Preparing to Rebel: Growing Up in Mexico City, 1940–70

Sunday, January 4, 2015: 9:00 AM
Liberty Suite 5 (Sheraton New York)
Mary Kay Vaughan, University of Maryland at College Park
      For Western Europe and the U.S., Norbert Elias, Arthur Marwick and Jeremi Suri explain 1960s rebel youth as products of an era of unprecedented economic prosperity and peace, population growth, consumption, the concentration of a teenage sector in its own spaces, and vociferous democratic ideology in a Cold War setting..Although they never use this concept, they are talking about a modern welfare state based on a Fordist model of industrial production engaged in a mobilization for children’s development.
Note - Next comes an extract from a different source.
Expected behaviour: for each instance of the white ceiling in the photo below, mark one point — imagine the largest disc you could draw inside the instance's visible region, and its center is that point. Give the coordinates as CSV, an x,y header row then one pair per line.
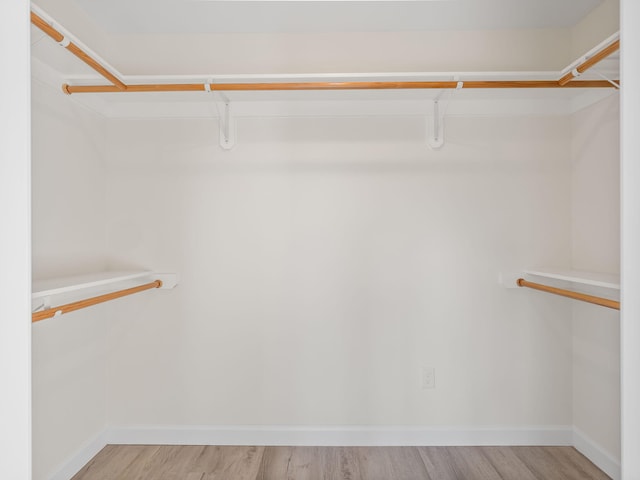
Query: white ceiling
x,y
294,16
Such states were not limited to the Euro-US metropolis.  Mexico was one of several outside that space.    Drawing upon my book, Portrait of a Young Painter: Pepe Zuñiga and Mexico City’s Rebel Generation(Duke, 2014), I examine the educational/social/cultural processes that formed a freedom-seeking, affective, and contestatory subjectivity in a broad sector of Mexican youth growing up in the capital in the 1940s, 50s, and 60s.   I look at family, schooling, radio, cinema, recorded music, sports,  live music, theater, painting, literature, television, and youth’s rapidly multiplying spaces of sociability, discussion, pleasure, and contestation.   The overall process was transnational as were much of the media and other products youth consumed.    If Mexico City Is to be distinguished in this socialization process from the U.S., it is perhaps in Mexico’s more authoritarian, hierarchical, corporatist and patriarchal structures and in a deeply Catholic society, that delighted in sinful pleasures (much more than the Puritanical U.S.)  but was also deeply, often militantly conservative.